San Marino, il sogno delle Paralimpiadi di Ruggero è in pericolo

La fiaccola paralimpica non si accenderà per il Titano e con tutta probabilità il campione 28enne Ruggero Enrico Marchetti, specialista di atletica leggera nei 100 e 400 metri della categoria T20, dopo due anni di dura preparazione, non potrà portare la bandiera bianco azzurra a Tokyo. L’associazione Attiva-mente non la manda a dire, definendo «un atto inqualificabile quello di cui si è reso responsabile il Comitato paralimpico sammarinese, negando di nuovo ad atleti con disabilità la possibilità, il sogno ed il diritto di partecipare». A scendere in campo per chiarire la questione è Riccardo Marchetti, fratello di Ruggero che spiega: «Mio fratello non è stato escluso per eventuali minimi non raggiunti.
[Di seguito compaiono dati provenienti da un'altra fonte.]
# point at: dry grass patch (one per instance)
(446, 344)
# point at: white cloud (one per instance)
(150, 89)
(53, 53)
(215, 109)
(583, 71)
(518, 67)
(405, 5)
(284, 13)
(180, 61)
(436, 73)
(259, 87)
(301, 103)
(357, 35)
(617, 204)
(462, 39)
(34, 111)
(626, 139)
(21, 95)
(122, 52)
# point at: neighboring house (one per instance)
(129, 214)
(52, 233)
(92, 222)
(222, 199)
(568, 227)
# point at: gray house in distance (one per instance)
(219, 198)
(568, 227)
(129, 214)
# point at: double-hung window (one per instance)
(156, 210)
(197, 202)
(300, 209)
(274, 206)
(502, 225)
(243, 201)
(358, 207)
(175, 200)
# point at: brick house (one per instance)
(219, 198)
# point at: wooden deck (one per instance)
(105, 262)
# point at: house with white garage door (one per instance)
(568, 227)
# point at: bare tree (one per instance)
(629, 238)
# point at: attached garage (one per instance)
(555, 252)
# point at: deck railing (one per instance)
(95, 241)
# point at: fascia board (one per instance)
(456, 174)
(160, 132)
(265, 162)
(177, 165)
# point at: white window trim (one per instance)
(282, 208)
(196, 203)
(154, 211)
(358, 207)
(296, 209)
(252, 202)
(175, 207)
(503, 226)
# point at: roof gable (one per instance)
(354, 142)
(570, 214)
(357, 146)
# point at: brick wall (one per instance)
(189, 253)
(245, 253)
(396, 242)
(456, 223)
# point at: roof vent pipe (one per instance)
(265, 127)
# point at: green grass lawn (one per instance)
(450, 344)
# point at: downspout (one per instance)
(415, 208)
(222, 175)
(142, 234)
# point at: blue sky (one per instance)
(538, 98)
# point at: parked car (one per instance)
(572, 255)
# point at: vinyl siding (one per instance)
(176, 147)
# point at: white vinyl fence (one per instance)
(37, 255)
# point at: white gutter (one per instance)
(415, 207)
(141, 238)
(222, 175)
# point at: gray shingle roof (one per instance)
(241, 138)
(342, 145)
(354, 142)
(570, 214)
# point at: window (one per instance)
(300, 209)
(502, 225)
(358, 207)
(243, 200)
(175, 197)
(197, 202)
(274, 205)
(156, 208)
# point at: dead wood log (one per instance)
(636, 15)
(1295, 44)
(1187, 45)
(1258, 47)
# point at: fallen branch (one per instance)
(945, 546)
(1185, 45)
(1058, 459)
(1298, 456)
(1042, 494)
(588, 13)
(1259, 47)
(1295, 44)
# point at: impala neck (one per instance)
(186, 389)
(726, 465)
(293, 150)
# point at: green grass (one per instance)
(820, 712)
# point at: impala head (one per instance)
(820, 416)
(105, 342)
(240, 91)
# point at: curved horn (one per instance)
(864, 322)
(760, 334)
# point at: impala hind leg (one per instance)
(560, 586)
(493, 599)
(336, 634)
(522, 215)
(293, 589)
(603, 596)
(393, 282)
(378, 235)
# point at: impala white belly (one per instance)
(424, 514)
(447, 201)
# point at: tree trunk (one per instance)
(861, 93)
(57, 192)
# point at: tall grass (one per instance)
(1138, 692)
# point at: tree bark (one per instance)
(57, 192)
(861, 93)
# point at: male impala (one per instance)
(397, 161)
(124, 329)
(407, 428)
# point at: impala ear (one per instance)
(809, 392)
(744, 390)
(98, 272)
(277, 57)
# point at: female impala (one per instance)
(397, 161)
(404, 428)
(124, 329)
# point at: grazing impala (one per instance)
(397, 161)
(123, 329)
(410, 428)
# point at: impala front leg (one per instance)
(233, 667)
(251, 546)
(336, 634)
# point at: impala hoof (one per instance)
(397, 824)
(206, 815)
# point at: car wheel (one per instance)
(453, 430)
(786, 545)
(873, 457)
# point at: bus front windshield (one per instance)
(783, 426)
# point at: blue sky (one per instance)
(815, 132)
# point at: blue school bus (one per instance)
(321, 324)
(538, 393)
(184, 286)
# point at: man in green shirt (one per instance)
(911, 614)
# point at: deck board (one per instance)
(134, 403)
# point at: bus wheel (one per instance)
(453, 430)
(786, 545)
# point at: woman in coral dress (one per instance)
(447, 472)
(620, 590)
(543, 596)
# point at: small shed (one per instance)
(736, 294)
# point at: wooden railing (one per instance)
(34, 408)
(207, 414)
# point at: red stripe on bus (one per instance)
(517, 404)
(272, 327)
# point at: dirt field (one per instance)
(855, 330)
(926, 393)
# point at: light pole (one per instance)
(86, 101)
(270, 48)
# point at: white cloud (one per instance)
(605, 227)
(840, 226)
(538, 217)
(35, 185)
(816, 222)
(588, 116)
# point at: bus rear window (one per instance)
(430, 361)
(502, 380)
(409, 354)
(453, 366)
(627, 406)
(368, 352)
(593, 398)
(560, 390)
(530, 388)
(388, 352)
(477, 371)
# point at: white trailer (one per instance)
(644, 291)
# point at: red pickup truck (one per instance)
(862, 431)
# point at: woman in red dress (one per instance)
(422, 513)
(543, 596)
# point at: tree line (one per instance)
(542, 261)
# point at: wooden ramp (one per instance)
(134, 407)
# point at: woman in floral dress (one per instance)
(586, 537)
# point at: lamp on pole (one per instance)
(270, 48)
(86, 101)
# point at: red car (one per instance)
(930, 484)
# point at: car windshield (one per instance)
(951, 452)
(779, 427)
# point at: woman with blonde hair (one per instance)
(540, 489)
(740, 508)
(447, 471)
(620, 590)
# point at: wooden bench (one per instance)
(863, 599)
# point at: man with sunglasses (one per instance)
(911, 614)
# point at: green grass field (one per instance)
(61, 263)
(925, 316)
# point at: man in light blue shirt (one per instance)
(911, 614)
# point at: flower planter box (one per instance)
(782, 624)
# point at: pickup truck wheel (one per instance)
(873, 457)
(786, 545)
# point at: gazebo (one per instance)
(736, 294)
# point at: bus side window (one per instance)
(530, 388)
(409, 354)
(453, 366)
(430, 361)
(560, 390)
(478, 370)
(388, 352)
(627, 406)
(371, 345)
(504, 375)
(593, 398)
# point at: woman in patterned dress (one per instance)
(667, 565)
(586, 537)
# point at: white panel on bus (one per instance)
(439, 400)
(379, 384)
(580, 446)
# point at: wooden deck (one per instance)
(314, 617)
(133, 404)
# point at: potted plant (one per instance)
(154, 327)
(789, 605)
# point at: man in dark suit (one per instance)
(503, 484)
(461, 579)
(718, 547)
In tali casi San Marino ha accesso alle Wild card, come per le Olimpiadi, essendo un Paese piccolo. La sua non è un’esclusione dalle Paralimpiadi nello specifico. Lui per gareggiare in eventi internazionali paralimpici ha bisogno di un atto formale da parte del Cps affiliato a quello internazionale. Ma questo timbro non gli è stato rilasciato, adducendo il fatto che l’attività è sospesa. Quindi Ruggero potrebbe andare alle gare di qualificazione internazionale, ma non gareggiare come atleta internazionale. Così non entra in classifica. Ha gareggiato anche pochi giorni fa, ma non accede agli elenchi di qualificazione. Tra l’altro dovrebbe effettuare una visita per verificare l’idoneità nella categoria, ma non può perché non rientra negli elenchi. I termini sono scaduti il 30 aprile e vista la situazione San Marino sta valutando con il Comitato paralimpico internazionale se si può chiedere una deroga, autorizzando il Comitato olimpico del Titano a sostituirsi a quello paralimpico».